Let $M_1 \times M_2$ be the product of two smooth manifolds $M_1, M_2$, and let
$\mu$ be a $k$-form on the product. Set $n_1 := \dim M_1$ and $n_2 := \dim M_2$.
The question is whether the product manifold structure induces a canonical splitting of the exterior derivative in the sense that
$$ \operatorname{d}\negthinspace \mu = \operatorname{d}_1 \negthinspace \mu +
\operatorname{d}_2 \negthinspace \mu \, .$$
Indeed, if one looks at the coordinate expression
$$\mu = \frac{1}{k!} \, \mu_{i_1 \dots i_k} \, \operatorname{d}\negthinspace x^{i_1}\wedge
\dots \wedge \operatorname{d}\negthinspace x^{i_k} \, ,$$
in product coordinates
$$\left(x^1, \dots, x^{n_1},x^{n_1+1}, \dots, x^{n_1 +n_2} \right)
= \left(x^1_1, \dots, x^{n_1}_1,x^{1}_2, \dots, x^{n_2}_2 \right) \, , $$
then
\begin{align}
\operatorname{d}\negthinspace \mu
&= \frac{1}{k!} \, \left( \sum_{j_1=1}^{n_1} \frac{\partial \mu_{i_1 \dots i_k}}{\partial x^{j_1}_1} \,
\operatorname{d} \negthinspace x_1^{j_1}
+ \sum_{j_2=1}^{n_2} \frac{\partial \mu_{i_1 \dots i_k}}{\partial x^{j_2}_2} \,
\operatorname{d} \negthinspace x_2^{j_2}
\right)\wedge \operatorname{d}\negthinspace x^{i_1}\wedge
\dots \wedge \operatorname{d}\negthinspace x^{i_k}
\\
&= \frac{1}{k!} \, \left( \sum_{j_1=1}^{n_1} \frac{\partial \mu_{i_1 \dots i_k}}{\partial x^{j_1}_1} \,
\operatorname{d} \negthinspace x_1^{j_1}
\right) \wedge \operatorname{d}\negthinspace x^{i_1}\wedge
\dots \wedge \operatorname{d}\negthinspace x^{i_k}
+ \frac{1}{k!} \,
\left( \sum_{j_2=1}^{n_2} \frac{\partial \mu_{i_1 \dots i_k}}{\partial x^{j_2}_2} \,
\operatorname{d} \negthinspace x_2^{j_2}
\right)\wedge \operatorname{d}\negthinspace x^{i_1}\wedge
\dots \wedge \operatorname{d}\negthinspace x^{i_k} \, .
\end{align}
(Of course, one needs to anti-symmetrize to get the components of the $(k+1)$-forms.)

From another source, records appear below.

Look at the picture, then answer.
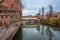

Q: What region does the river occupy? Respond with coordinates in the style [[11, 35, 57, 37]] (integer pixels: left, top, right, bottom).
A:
[[13, 25, 60, 40]]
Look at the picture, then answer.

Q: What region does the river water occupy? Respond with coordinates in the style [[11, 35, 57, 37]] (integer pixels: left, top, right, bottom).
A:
[[13, 25, 60, 40]]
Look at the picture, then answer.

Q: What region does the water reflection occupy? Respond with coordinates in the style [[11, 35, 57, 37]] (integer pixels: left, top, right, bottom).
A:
[[14, 24, 60, 40]]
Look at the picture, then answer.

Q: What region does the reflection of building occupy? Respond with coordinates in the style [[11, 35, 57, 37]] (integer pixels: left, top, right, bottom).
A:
[[0, 0, 22, 25], [45, 12, 60, 18]]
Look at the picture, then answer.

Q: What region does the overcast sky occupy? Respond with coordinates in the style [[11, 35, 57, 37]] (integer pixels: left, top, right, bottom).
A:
[[21, 0, 60, 16]]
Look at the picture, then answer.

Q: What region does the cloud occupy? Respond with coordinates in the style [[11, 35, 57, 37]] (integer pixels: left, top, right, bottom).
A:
[[22, 0, 60, 15]]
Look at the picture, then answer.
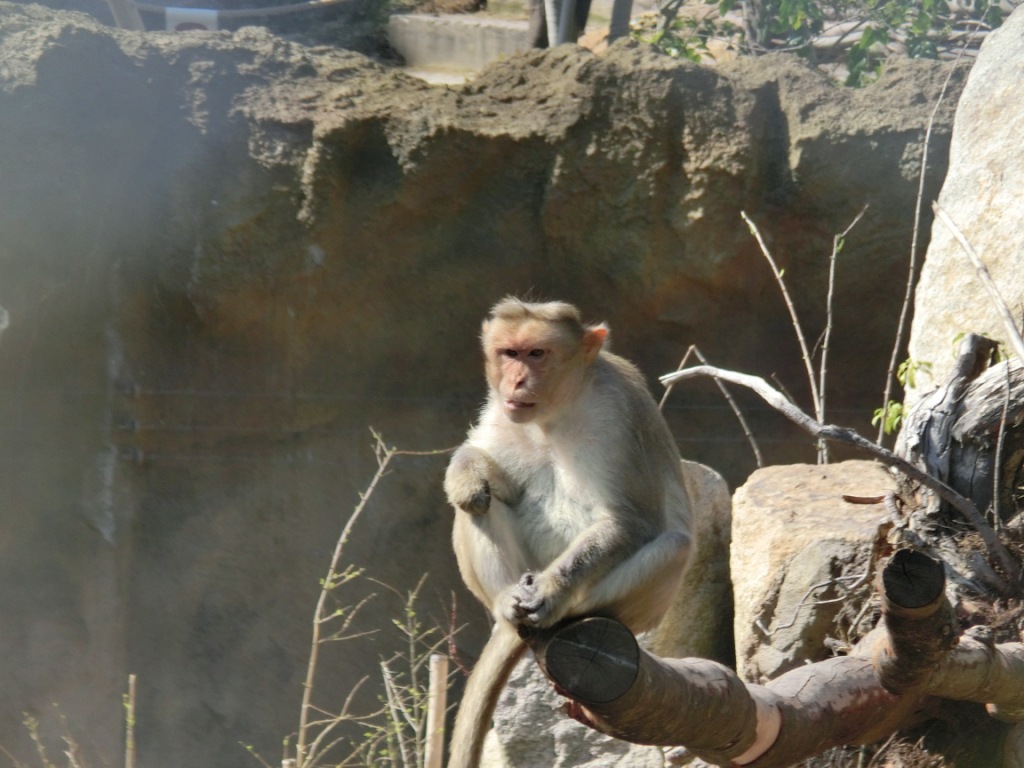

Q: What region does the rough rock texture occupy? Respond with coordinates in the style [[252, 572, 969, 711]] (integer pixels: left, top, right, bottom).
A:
[[0, 3, 966, 768], [480, 658, 665, 768], [906, 8, 1024, 406], [730, 461, 895, 682]]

Is there a way to define this invariantly e.g. by using projections onto some subbundles of
the tangent bundle/tensor bundles of the product? A quick search in the literature did not really yield anything. One would expect this to be more common, if this were a thing.

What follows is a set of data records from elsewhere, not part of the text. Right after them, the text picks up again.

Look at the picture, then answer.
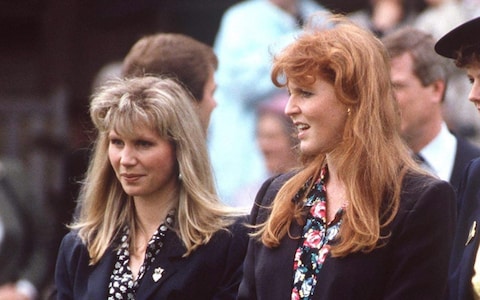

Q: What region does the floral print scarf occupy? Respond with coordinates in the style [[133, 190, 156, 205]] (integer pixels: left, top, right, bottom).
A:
[[291, 166, 344, 300]]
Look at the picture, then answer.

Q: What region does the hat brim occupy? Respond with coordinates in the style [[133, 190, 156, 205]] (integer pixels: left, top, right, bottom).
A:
[[435, 17, 480, 59]]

EDIT: To maybe give some motivation/context for why one would want to do this, consider the projection mappings onto the respective factor
$$\operatorname{pr}_i \colon M_1 \times M_2 \to M_i \colon (m_1,m_2) \mapsto m_i \, ,$$
a differential form $\alpha$ on say $M_1$, as well as a vector field $X$ on the product $M_1 \times M_2$. One shows easily that formally
$$X \lrcorner \left( \operatorname{pr}_1^* \alpha \right) = \operatorname{pr}_1^* \Bigl( \bigl((\operatorname{pr}_1)_* X \bigr) \lrcorner \alpha \Bigr) \, .$$
($\lrcorner$ is contraction, the upper and lower stars denote pullback and pushforward, respectively)

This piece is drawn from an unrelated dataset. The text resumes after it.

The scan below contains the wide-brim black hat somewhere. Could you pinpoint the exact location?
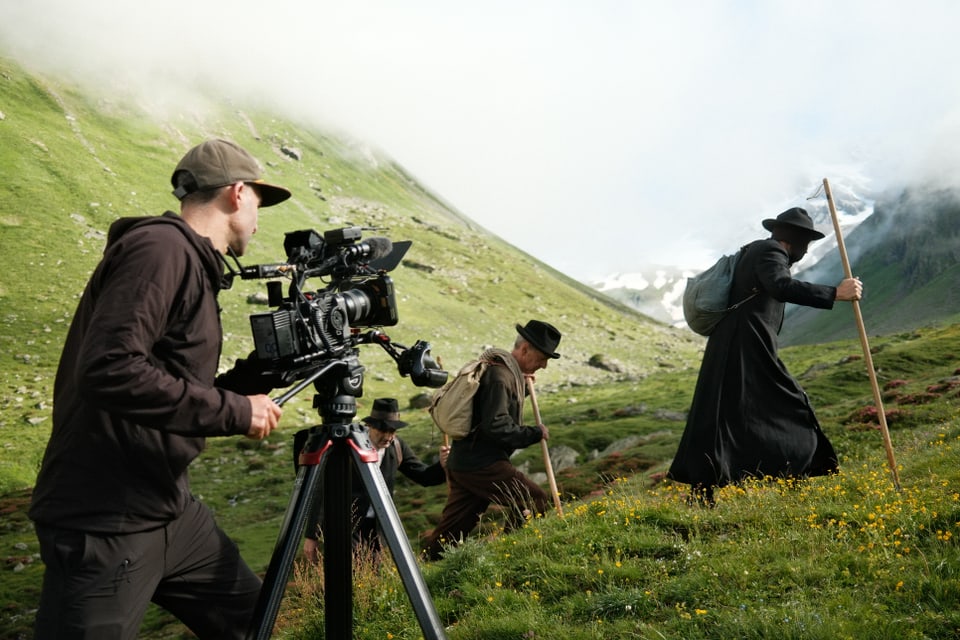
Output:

However, the expression in parentheses on the right hand side is not a differential form on $M_1$, so
$$\operatorname{d} \left( \negthinspace \operatorname{pr}_1^* \Bigl( \bigl((\operatorname{pr}_1)_* X \bigr) \lrcorner \alpha \Bigr) \right)
\neq
\operatorname{pr}_1^* \left( \operatorname{d} \Bigl( \bigl((\operatorname{pr}_1)_* X \bigr) \lrcorner \alpha \Bigr) \right)$$
It is the splitting I was asking for that would allow this equality to hold, if $\operatorname{d}$ were replaced by $\operatorname{d} \negthinspace _1$ on the left hand side.
Best Answer
Let $\pi_1,\pi_2$ denote the canonical projections and $A_1=\pi_1^*TM_1$, $A_2=\pi_2^*TM_2$. We have the canonical decomposition of vector bundles which splits $T(M_1\times M_2)$ into "horizontal" and "vertical" parts. $$ T(M_1\times M_2)\cong A_1\oplus A_2 $$ This in turn gives rise to a decomposition of exterior powers $$ \Lambda^kT^*(M_1\times M_2)\cong\bigoplus_{p+q=k}\Lambda^pA_1^*\otimes\Lambda^qA_2^* $$ which gives us projections $P^{p,q}$ to each factor of this direct sum. We can use these to write the decomposition as $$ d_1=\sum_{p+q=k}P^{p+1,q}\circ d\circ P^{p,q},\ \ \ \ \ d_2=\sum_{p+q=k}P^{p,q+1}\circ d\circ P^{p,q} $$ That said, this decomposition may not do what you want it to. The equality you give: $$ X\lrcorner\pi_1^*\alpha=\pi_1^*(\pi_{1*}X\lrcorner\alpha) $$ Doesn't make sense, since the pushforward $\pi_{1*}X$ isn't generally well defined. In fact, $X\lrcorner\pi_1^*\alpha$ cannot generally be expressed as a pullback. One can write a similar expression using Cartan's magic formula, but an extra Lie derivative appears: $$ d(X\lrcorner\pi_1^*\alpha)=\mathcal{L}_X(\pi_1^*\alpha)-X\lrcorner\pi_1^*(d\alpha) $$